I´m using Windows right now, so I was hoping to find a solution for speed other than mclapply, maybe some data.table trick I´m not seeing (keying is not supported for lists)


Solution

  • This is really a question about memory and data storage types. All of my discussion will be for 100,000 data elements so that everything doesn't bog down.

    Let's examine a vector of length 100,000 vs. a list containing 100,000 separate elements.

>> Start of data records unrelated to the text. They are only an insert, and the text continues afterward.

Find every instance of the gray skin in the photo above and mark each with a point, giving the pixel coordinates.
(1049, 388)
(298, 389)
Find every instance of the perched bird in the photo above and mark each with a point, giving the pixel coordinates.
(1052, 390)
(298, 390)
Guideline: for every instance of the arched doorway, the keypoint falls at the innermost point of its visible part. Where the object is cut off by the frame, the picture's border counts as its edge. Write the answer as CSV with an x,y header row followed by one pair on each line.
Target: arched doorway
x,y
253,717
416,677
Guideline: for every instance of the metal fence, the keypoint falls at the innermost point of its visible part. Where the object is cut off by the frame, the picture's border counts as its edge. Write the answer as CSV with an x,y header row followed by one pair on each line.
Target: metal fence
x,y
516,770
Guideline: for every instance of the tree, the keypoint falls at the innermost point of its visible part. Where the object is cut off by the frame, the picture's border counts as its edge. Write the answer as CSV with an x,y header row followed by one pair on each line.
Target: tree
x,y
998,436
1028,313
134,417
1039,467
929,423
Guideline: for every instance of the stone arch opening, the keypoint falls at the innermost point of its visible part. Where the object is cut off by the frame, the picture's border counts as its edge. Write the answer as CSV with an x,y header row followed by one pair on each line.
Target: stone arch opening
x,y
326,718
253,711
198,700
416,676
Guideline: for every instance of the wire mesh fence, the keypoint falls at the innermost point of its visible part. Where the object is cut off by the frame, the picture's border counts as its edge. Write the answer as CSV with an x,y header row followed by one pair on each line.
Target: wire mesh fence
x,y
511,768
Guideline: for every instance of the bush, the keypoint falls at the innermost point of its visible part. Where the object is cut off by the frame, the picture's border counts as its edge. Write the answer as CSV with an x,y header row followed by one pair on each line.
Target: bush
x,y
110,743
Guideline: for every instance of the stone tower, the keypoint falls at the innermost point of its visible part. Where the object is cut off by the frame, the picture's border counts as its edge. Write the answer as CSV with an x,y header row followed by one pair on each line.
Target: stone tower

    object.size(rep(1L, 1E5))
    #400048 bytes
    object.size(replicate(1E5, 1, simplify = F))
    #6400048 bytes
    

    We went from 0.4 MB to 6.4 MB just by having the data stored differently!! When applying this to your function Map(veryfing_function, ...) and only 1E5 elements:

    dt <- data.table(letters = replicate(1e5, sample(letters[1:5], 3, TRUE), simplify = FALSE),
                     numbers = replicate(1e5, sample(letters[6:10], 3, TRUE), simplify = FALSE))
    
    tic()
    result2 <- Map(veryfing_function, dt[['letters']], dt[['numbers']])
    toc()
    # 11.93 sec elapsed
    object.size(result2)
    # 109,769,872 bytes
    #example return:
    [[1000]]
    [[1000]]$`1`
    [1] "cg" "bg" "cg"
    
    [[1000]]$`2`
    [1] "ch" "bh" "ch"
    
    [[1000]]$`3`
    [1] "ch" "bh" "ch"
    

    We could do a simple modification to your function to return unnamed lists instead of splitting and we save a little bit of memory as the split() appears to give named lists and I don't think we need the name:

    verifying_function2 <- function(vec1, vec2) {
      vector <- outer(vec1, vec2, paste0) #not as.vector
      lapply(seq_len(ncol(vector)), function(i) vector[, i]) #no need to split, just return a list
    }
    
    tic()
    result2_mod <- Map(verifying_function2, dt[['letters']], dt[['numbers']])
    toc()
    # 2.86 sec elapsed
    object.size(result2_mod)
    # 73,769,872 bytes
    
    #example_output
    [[1000]]
    [[1000]][[1]]
    [1] "cg" "bg" "cg"
    
    [[1000]][[2]]
    [1] "ch" "bh" "ch"
    
    [[1000]][[3]]
    [1] "ch" "bh" "ch"
    

    The next step is why return a list of list at all. I am using lapply() in the modified function just get to your output. Loosing the lapply() would instead a list of matrices which I think would be as helpful:

    tic()
    result2_mod2 <- Map(function(x,y) outer(x, y, paste0), dt[['letters']], dt[['numbers']])
    toc()
    # 1.66 sec elapsed
    object.size(result2_mod2)
    # 68,570,336 bytes
    
    #example output:
    [[1000]]
         [,1] [,2] [,3]
    [1,] "cg" "ch" "ch"
    [2,] "bg" "bh" "bh"
    [3,] "cg" "ch" "ch"
    

    The last logical step is to just return a matrix. Note this whole time we've been fighting against simplification with mapply(..., simplify = F) which is equivalent to Map().

    tic()
    result2_mod3 <- mapply(function(x,y) outer(x, y, paste0), dt[['letters']], dt[['numbers']])
    toc()
    # 1.3 sec elapsed
    object.size(result2_mod3)
    # 7,201,616 bytes
    

    If you want some dimensionality, you can convert the large matrix into a 3D array:

    tic()
    result2_mod3_arr <- array(as.vector(result2_mod3), dim = c(3,3,1E5))
    toc()
    # 0.02 sec elapsed
    result2_mod3_arr[,,1000]
         [,1] [,2] [,3]
    [1,] "cg" "ch" "ch"
    [2,] "bg" "bh" "bh"
    [3,] "cg" "ch" "ch"
    object.size(result2_mod3_arr)
    # 7,201,624 bytes
    

    I also looked at @marbel's answer - it is faster and takes up only slightly more memory. My approach would likely benefit by converting the initial dt list to something else sooner.

    tic()
    dt1 = as.data.table(do.call(rbind, dt[['letters']]))
    dt2 = as.data.table(do.call(rbind, dt[['numbers']]))
    
    res = data.table()
    
    combs = expand.grid(names(dt1), names(dt2), stringsAsFactors=FALSE)
    
    set(res, j=paste0(combs[,1], combs[,2]), value=paste0( dt1[, get(combs[,1])], dt2[, get(combs[,2])] ) )
    toc()
    # 0.14 sec elapsed
    object.size(res)
    # 7,215,384 bytes
    

    tl;dr - convert your object to a matrix or data.frame to make it easier on your memory. It also makes sense that the data.table versions of your function takes longer - there's likely more overhead than just directly applying mapply().